L’Uni.lu aura-t-elle le recteur qu’elle mérite ? On a pu reprocher à certaines de ses disciplines de privilégier le salon cossu et cosy de l’économie et de la finance à l’aventure de la pensée. Et il est vrai qu’un esprit pseudo-scientifique a contaminé jusqu’aux têtes chercheuses de la psychothérapie, pour ne citer que cet exemple, qui transforment le sujet de la psychothérapie en objet de leurs échelles qui quantifient angoisses, dépressions et autres souffrances humaines, bien trop humaines.
Quantifier la misère humaine, c’est aussi le propos du recteur désigné dans un article paru en 2001 et intitulé « Why Banning the Worst Forms of Child Labour Would Hurt Poor Countries »1. « C’est une des premières tentatives de quantifier un problème moral », écrit fièrement notre auteur qui affirme, peut-être non sans raison, qu’interdire simplement les pires formes du travail des enfants équivaut à appauvrir l’ensemble de la population. Dans la même veine, le recteur désigné part en guerre contre ce qu’il appelle les effets pervers de l’aide au développement. Prenant exemple sur Haïti, il affirme que cette aide favorise la fuite des cerveaux, portant ainsi par exemple le coup de grâce à la médecine privée2. Loin de nous l’idée que l’auteur veuille promouvoir le travail des enfants, voire donner un coup d’arrêt à l’aide au développement. Mais privilégier le résultat économique à l’impératif éthique, c’est se faire complice des dictateurs de Brave New World.
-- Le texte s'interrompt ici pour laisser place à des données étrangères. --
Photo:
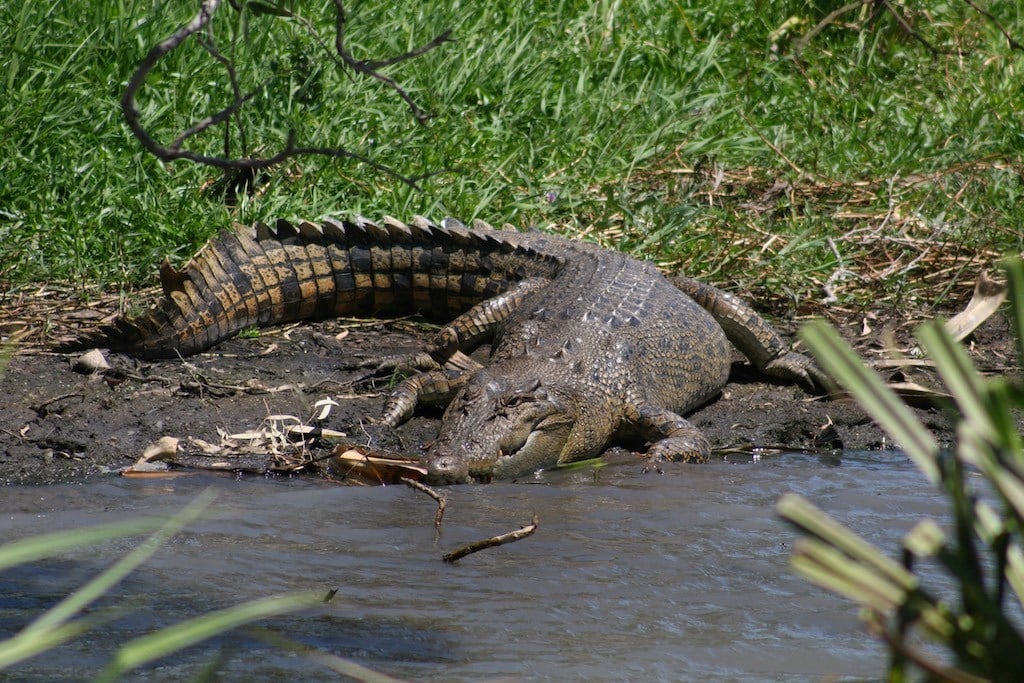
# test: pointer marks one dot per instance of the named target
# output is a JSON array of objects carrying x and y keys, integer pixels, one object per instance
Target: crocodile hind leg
[
  {"x": 672, "y": 436},
  {"x": 755, "y": 338}
]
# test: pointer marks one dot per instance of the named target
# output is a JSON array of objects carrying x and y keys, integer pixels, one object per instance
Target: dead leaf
[{"x": 988, "y": 295}]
En lisant ces papiers, on ne peut être que révolté par la déshumanisation du « matériel » humain et la froide technicité de la langue et de la méthode. Nous sommes dans le domaine de ce que Heidegger a appelé les « Machenschaften der Technik » qui font s’égarer l’humanité dans ce que le maître de Fribourg a appelé l’inauthenticité. Et on pense immédiatement à l’absence de compassion et d’amour pour les Juifs qui a été reprochée à Hannah Arendt, élève et amante du philosophe nazi, quand elle a rendu compte du procès Eichmann, découvrant à cette occasion la « banalité du mal ». Mais n’est pas Hannah Arendt qui veut. Compassion, amour, fraternité et autres bons sentiments n’ont évidemment rien à faire dans le domaine des sciences, fût-ce celui des sciences dites humaines. Seulement voilà, l’économie ne peut pas faire l’économie de l’éthique et, depuis les horreurs du dernier siècle, les scientifiques ne peuvent plus se défaire de la responsabilité des conséquences de leurs découvertes.
En nommant recteur le très libéral Monsieur Pallage, le conseil de gouvernement a donc ratifié le choix du très libéral conseil de gouvernance de l’université. C’est un signal hautement symbolique qui risque de faire basculer le fragile nation branding dans le nation bashing, dans lequel le Grand-Duché a tout à perdre. Gageons qu’à Belval, le plaisir de penser fera alors bien vite place à l’urgence de panser.